A estas alturas, por supuesto, también me he hecho amiga de Giovanni y Darío, mis gemelos de ensueño del «Intercambio Tándem». En mi opinión, Giovanni, con su dulzura, debería formar parte del patrimonio nacional italiano. Me encariñé con él la noche que nos conocimos, cuando al verme nerviosa porque me faltaban palabras para hablar en italiano me puso la mano en el brazo y me dijo:
—Liz, tienes que tratarte mejor a ti misma cuando estés aprendiendo algo nuevo.
A veces se porta como si fuera mayor que yo, con su frente despejada y su licenciatura en Filosofía y sus solemnes opiniones políticas. Me empeño en hacerlo reír, pero Giovanni no siempre entiende mis chistes. No es fácil entender el humor en un idioma distinto al nuestro. Sobre todo si eres tan serio como Giovanni. La otra noche me dijo:
—Cuando eres irónica, siempre me quedo atrás. Soy más lento. Es como si tú fueras el rayo y yo, el trueno.
Y yo pensé:
—¡Sí, cielo! ¡Y tú eres el imán y yo, el acero! ¡Llévame hacia tu cuerpo de hombre, libérame de mis encajes de mujer!
Pero aún no me ha besado.
A Darío, el otro gemelo, no lo veo demasiado, pero él a la que sí ve mucho es a Sofie, mi mejor amiga de la academia de idiomas. Y, si yo fuese Darío, también querría pasar mucho tiempo con ella. Sofie es sueca, tiene veintitantos años y es una tía tan mona que se la podría poner en un anzuelo para cazar hombres de todas las edades y nacionalidades. Tiene un buen trabajo en un banco sueco, pero ha escandalizado a su familia y asombrado a sus compañeros de trabajo al pedir cuatro meses de baja para venirse a Roma a estudiar italiano, sólo por lo bonito que le parece. Todos los días, después de clase, Sofie y yo nos sentamos a orillas del Tíber a comer gelato y a estudiar juntas. Aunque a lo que hacemos no se le puede llamar «estudiar», la verdad sea dicha. Es más bien disfrutar juntas del italiano en una especie de ritual religioso y siempre nos enseñamos una a la otra las expresiones que más nos gustan.
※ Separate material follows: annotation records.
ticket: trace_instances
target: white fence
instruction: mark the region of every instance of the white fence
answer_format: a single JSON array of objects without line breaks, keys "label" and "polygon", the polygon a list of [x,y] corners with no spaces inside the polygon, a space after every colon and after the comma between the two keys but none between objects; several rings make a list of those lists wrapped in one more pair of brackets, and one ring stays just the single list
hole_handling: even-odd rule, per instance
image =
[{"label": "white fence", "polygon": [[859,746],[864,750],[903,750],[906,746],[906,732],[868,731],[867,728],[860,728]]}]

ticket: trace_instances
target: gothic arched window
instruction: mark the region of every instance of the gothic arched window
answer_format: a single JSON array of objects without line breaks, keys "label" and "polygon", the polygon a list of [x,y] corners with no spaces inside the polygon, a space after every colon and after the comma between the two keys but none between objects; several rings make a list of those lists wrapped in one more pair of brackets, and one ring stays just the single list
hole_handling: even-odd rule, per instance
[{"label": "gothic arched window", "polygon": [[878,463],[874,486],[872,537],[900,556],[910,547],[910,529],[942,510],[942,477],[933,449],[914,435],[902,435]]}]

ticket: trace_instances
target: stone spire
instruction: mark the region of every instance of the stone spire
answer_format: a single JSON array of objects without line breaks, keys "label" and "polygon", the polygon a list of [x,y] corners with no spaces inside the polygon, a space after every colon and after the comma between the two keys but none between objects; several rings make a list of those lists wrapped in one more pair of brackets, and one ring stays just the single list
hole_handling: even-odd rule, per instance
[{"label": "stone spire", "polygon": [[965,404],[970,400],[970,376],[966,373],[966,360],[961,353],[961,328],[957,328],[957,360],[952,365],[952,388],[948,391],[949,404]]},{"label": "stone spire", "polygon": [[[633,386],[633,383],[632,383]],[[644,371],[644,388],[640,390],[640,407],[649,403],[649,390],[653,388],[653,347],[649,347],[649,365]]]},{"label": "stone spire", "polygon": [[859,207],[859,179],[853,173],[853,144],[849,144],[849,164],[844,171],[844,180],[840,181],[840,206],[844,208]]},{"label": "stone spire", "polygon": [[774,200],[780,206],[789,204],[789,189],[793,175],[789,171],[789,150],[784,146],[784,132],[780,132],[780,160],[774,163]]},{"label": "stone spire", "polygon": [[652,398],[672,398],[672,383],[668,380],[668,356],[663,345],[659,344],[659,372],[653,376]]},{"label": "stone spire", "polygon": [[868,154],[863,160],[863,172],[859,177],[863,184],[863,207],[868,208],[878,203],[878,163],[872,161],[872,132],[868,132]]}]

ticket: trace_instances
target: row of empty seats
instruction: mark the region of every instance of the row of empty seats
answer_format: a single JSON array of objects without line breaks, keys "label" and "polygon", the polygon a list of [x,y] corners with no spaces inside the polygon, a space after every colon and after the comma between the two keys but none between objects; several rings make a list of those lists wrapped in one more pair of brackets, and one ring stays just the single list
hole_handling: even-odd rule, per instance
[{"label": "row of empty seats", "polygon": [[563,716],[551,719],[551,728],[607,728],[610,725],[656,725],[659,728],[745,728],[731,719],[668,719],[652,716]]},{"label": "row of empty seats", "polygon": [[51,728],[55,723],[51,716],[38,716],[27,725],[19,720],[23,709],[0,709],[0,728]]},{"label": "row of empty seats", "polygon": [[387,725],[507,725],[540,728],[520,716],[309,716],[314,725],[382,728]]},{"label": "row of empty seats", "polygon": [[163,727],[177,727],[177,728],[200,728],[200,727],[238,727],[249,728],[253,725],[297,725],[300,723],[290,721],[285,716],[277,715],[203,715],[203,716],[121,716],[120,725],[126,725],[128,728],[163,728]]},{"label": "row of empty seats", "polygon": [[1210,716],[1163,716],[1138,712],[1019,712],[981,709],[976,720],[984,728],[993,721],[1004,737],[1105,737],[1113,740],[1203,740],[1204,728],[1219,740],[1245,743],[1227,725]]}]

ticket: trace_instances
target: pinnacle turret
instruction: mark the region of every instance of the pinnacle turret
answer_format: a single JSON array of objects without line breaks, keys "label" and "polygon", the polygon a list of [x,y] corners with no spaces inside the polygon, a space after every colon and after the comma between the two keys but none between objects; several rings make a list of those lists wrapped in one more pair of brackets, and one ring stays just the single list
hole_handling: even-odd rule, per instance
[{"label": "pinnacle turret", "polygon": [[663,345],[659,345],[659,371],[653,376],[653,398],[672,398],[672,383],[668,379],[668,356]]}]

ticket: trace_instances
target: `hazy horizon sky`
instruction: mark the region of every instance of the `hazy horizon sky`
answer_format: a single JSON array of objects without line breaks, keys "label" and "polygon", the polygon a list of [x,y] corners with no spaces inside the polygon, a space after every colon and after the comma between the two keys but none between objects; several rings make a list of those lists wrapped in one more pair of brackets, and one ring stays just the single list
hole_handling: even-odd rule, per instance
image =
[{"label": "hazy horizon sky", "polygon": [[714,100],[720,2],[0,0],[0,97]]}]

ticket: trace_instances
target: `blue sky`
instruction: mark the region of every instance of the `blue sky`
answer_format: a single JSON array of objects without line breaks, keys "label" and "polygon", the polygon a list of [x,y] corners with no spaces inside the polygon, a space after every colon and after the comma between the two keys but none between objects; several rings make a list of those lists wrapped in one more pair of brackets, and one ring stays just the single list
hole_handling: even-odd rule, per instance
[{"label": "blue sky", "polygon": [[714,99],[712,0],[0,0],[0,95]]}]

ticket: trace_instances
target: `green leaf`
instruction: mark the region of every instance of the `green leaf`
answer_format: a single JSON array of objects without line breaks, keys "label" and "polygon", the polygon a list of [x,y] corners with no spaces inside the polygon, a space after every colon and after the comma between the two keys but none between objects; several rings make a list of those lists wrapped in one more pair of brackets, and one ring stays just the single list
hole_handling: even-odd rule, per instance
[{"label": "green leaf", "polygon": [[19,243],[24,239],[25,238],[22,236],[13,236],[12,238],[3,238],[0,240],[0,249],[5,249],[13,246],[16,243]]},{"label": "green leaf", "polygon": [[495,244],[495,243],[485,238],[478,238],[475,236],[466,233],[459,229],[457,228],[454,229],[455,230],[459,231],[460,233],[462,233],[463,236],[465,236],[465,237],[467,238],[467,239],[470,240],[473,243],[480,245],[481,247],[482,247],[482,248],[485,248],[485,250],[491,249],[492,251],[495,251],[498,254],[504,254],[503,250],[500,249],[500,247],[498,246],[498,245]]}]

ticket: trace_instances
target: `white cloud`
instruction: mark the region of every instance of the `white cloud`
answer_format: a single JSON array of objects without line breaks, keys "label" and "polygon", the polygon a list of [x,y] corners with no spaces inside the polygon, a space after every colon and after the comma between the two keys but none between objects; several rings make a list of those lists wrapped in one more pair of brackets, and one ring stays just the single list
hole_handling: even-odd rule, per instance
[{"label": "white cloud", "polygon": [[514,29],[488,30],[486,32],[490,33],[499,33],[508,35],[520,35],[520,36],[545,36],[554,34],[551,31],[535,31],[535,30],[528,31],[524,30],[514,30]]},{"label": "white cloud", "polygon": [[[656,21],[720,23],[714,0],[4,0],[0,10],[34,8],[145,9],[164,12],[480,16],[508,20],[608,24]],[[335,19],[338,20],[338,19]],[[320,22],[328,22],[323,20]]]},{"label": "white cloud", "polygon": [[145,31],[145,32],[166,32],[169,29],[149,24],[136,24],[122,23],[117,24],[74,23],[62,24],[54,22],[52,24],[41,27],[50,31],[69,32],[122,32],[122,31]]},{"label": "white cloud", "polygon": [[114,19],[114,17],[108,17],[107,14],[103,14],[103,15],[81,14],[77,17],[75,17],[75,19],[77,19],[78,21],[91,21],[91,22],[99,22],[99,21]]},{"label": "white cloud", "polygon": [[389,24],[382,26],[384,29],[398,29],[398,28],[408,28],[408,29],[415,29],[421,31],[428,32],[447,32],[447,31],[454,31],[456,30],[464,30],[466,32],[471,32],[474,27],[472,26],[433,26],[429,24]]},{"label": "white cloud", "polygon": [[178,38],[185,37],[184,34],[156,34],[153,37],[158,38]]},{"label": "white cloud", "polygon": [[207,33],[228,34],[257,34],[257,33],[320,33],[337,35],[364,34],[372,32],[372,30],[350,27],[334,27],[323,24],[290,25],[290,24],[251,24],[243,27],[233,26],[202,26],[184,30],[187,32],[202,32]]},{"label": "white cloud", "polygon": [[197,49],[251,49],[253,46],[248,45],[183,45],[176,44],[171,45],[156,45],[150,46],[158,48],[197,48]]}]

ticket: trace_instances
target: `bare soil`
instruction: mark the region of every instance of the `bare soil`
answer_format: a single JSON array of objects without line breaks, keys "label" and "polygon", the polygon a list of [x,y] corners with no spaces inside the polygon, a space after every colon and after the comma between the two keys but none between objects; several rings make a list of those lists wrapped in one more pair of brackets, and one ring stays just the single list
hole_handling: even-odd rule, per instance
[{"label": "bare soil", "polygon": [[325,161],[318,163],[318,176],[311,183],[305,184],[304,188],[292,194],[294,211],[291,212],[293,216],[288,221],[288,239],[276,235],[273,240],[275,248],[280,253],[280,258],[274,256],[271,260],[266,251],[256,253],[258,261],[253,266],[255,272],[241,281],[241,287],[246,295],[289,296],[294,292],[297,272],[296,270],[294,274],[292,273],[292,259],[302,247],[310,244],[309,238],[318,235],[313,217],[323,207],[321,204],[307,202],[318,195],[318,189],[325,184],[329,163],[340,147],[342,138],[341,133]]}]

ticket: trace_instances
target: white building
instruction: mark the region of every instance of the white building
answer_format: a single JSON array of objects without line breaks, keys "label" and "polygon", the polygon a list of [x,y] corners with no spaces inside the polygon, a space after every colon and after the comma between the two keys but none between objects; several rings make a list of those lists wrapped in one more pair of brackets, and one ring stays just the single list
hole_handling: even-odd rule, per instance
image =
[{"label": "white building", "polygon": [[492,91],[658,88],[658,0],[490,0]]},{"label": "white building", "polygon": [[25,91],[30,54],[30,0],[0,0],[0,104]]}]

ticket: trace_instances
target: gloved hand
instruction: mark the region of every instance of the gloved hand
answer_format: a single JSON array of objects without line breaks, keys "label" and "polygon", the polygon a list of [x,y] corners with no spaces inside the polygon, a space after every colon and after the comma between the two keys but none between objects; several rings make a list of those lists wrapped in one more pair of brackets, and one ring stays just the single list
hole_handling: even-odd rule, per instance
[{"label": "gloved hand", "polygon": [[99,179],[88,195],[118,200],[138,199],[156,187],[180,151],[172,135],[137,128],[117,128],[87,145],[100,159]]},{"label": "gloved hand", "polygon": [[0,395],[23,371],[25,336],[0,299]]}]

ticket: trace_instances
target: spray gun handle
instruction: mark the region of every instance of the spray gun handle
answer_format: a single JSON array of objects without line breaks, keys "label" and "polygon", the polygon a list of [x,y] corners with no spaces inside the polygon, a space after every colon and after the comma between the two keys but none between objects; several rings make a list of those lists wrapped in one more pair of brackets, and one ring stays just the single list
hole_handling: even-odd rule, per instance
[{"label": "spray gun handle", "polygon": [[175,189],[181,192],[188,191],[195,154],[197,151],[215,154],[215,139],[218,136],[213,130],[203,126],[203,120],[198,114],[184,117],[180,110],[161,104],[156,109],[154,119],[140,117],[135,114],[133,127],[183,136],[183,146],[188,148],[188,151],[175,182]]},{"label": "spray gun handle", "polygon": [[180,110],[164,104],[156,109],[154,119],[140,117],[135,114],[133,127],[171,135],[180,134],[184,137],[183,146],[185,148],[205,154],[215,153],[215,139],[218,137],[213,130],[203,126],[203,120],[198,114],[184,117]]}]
Por ejemplo, el otro día aprendimos que un'amica stretta quiere decir «una buena amiga». Pero stretta, literalmente, significa «estrecha» y se usa para prendas de vestir, como una falda de tubo. Es decir, que una buena amiga o amigo, en italiano, es el que puedes llevar bien pegado a la piel; y precisamente eso es lo que está empezando a ser Sofie, mi querida amiga sueca, para mí.
Al principio me gustaba pensar que Sofie y yo parecíamos hermanas. Pero el otro día íbamos en taxi por Roma y el taxista nos preguntó si Sofie era hija mía. Vamos a ver, hombre, si sólo tiene unos siete años menos que yo. El cerebro se me puso en fase de centrifugado mientras analizaba lo que había dicho el tío. (Pensaba cosas como ésta: Puede que este taxista romano de pura cepa no hable italiano bien del todo y que quiera preguntar si somos hermanas.) Pero no. Había dicho hija y quería decir hija. Por Dios, ¿y qué digo yo ahora? Me han pasado muchas cosas en los últimos años. El divorcio éste me habrá dejado hecha un desastre y con pinta de vieja. Pero como dice ese viejo tema country con acento texano: «Me han jodido y demandado y tatuado, pero aquí me tienes, dispuesta a todo...».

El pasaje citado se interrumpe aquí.